Recep Bey'in bu cevabı üzerine salonda bulunun onlarca Kürt muhtar ayağı kalkıyor ve neredeyse üç dakika boyunca kesintisiz olarak Akdağ'ı alkışlıyor.
Bu olayı şunun için aktardım. Hani Pazartesinden beri bazı kesimler sorup duruyor ya, "Recep Akdağ'ın yeniden liste başı olması AK Parti için iyi mi oldu, kötü mü?" diye...
Şehir merkezinde muayyen bir grup, Recep Akdağ'ı beşeri münasebetlerinin çok kötü olduğu gerekçesiyle eleştiriyor.
Bu eleştirilerin iyi niyetli olanlarının bir kısmına biz de katılıyoruz. Doğrudur; Akdağ biraz soğuk bir yapıya sahip... Lakin bu, Akdağ'ın halk içinde çok ciddi bir karşılığı olduğu gerçeğini değiştirmiyor.
Özellikle kadınlar ve yaşı ellinin üzerindeki herkes Recep Bey'i çok tutuyor.
Çünkü Akdağ'ın sağlık alanında yaptığı hizmetler, bugün bile güncelliğini koruyor.
Dolayısıyla AK Parti genel merkezi, 24 Haziran seçimleri için vekil listelerini belirlerken, Recep Akdağ'ı taammüden liste başı yaptı.
140'ın üzerinde isim AK Parti'den aday adayı olmuştu. Allah aşkınıza söyler misiniz, bu isimlerden hangisi liste başı olsaydı, Akdağ'ın onda biri kadar seçmen bazında tesir uyandırabilirdi acaba...
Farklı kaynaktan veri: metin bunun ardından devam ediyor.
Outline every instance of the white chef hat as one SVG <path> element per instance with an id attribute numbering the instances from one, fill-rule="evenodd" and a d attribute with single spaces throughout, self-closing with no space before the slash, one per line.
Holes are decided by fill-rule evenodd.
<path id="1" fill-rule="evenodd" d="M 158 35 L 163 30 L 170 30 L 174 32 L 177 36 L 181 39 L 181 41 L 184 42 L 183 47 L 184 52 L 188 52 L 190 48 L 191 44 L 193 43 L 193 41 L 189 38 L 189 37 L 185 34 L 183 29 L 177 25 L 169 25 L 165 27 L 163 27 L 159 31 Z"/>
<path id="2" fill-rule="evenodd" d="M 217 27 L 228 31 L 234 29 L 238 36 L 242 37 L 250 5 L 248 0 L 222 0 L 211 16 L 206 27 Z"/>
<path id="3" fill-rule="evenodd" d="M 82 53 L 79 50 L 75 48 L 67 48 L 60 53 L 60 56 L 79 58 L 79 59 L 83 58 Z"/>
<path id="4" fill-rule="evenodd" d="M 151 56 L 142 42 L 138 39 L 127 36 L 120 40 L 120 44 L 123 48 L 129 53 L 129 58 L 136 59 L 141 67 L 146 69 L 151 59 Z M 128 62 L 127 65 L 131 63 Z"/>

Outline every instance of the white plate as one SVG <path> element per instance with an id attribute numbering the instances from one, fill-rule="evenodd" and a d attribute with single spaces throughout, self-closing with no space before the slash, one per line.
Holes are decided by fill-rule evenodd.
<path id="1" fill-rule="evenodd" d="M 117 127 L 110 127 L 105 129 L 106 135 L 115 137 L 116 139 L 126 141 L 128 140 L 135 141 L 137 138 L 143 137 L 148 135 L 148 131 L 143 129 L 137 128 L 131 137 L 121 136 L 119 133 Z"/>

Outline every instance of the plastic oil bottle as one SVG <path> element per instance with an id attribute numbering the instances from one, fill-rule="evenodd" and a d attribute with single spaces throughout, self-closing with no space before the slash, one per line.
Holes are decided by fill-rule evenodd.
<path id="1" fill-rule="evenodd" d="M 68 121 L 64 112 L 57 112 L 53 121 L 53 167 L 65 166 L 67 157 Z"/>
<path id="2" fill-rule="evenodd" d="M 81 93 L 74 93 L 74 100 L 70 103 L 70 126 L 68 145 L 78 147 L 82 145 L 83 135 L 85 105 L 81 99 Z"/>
Anladığım kadarıyla, gerek temayül yoklamasında gerekse il teşkilatının kişisel kanaati hep Akdağ lehine olmuş. Muhtemeldir ki, il teşkilatı genel merkezine şunu söyledi:
"Takdir sizin, fakat bize sorarsanız cevabımız şudur: Akdağ'ın dışında hangi ismi liste başı yaparsanız yapın, tabanda gerekli heyecanı ve sıçramayı yakalayamayız."
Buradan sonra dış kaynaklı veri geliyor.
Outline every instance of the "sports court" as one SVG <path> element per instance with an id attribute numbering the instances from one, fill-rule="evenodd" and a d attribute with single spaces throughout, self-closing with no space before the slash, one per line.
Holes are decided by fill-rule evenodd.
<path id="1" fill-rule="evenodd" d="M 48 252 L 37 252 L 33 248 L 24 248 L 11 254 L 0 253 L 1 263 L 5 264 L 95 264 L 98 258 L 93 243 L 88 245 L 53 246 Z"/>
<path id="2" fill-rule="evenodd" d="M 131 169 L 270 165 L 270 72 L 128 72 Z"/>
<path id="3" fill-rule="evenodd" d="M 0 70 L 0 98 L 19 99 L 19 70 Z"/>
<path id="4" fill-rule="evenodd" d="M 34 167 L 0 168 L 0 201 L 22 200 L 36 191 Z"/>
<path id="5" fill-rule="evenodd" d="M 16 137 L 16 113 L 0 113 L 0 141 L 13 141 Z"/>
Böyle yazmışlar mıdır, yazmamışlar mıdır bilmiyorum. Değil mi ki aklın yolu bir; eğer il teşkilatı sokağın nabzını tutuyorsa, kanaatini bu yönde dile getirmiş olmalıdır.
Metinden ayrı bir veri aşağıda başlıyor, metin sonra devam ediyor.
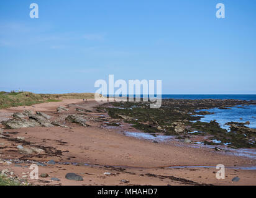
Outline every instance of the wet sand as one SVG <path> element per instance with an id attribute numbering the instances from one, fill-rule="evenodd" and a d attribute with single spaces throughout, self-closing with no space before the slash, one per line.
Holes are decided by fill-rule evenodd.
<path id="1" fill-rule="evenodd" d="M 98 113 L 94 109 L 97 105 L 99 103 L 94 100 L 86 102 L 64 100 L 62 102 L 1 110 L 0 120 L 11 118 L 12 113 L 25 110 L 41 111 L 58 120 L 78 113 L 75 110 L 77 108 L 91 111 L 85 113 L 90 126 L 88 127 L 66 123 L 67 128 L 55 126 L 4 129 L 4 134 L 9 136 L 0 138 L 0 143 L 4 144 L 0 146 L 0 158 L 9 161 L 18 159 L 17 161 L 24 160 L 24 163 L 0 163 L 1 170 L 8 168 L 20 178 L 27 175 L 26 179 L 29 183 L 39 185 L 256 185 L 256 170 L 226 168 L 226 178 L 217 179 L 216 172 L 218 170 L 214 168 L 218 164 L 226 167 L 256 166 L 255 159 L 225 154 L 211 148 L 193 148 L 185 144 L 181 145 L 175 141 L 155 144 L 152 140 L 127 137 L 124 134 L 126 131 L 139 131 L 121 120 Z M 56 108 L 60 106 L 69 110 L 57 113 Z M 109 121 L 119 123 L 121 126 L 108 126 L 106 122 Z M 40 155 L 21 154 L 16 147 L 22 144 L 11 140 L 17 136 L 25 137 L 29 142 L 24 144 L 24 147 L 40 146 L 47 152 Z M 50 160 L 60 164 L 39 166 L 39 174 L 47 173 L 49 177 L 29 179 L 27 173 L 31 171 L 28 168 L 30 164 L 26 160 L 45 163 Z M 73 164 L 65 165 L 66 163 Z M 79 166 L 76 165 L 79 163 Z M 17 167 L 17 165 L 22 167 Z M 213 168 L 167 168 L 181 166 Z M 81 176 L 83 181 L 65 179 L 68 173 Z M 239 177 L 239 181 L 232 182 L 235 176 Z M 60 181 L 51 181 L 52 178 Z M 121 181 L 123 179 L 126 182 Z"/>

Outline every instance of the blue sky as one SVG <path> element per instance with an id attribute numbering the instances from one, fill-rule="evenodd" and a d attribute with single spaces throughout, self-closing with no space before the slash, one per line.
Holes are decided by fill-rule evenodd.
<path id="1" fill-rule="evenodd" d="M 252 0 L 2 0 L 0 90 L 94 92 L 114 74 L 162 80 L 163 93 L 255 94 L 255 30 Z"/>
O isimler içerisinden birini söyleyin ki, aynı anda Hınıs'taki Kürt vatandaştan da, Olur'daki Türk seçmenden de oy alabilsin...
Mahut bir çevre sevsin ya da sevmesin, soğuk bulsun ya da bulmasın değişmez. Akdağ, geniş kitlelerin gönül tellerine dokunan ve o geniş kitlelerin dilini konuşan bir siyasetçi.
Bu sebeple AK Parti'nin Akdağ tercihi, birilerinin sandığı gibi yukarıdakilerin hatır gönül ilişkisinin ürünü değil, bizzat partinin sonuç almaya dönük bir stratejisidir.
Yani parti yöneticileri, Akdağ'ın kaşına gözüne bayıldıklarından değil, sahip olduğu yüksek potansiyelden ötürü asla vazgeçemiyorlar.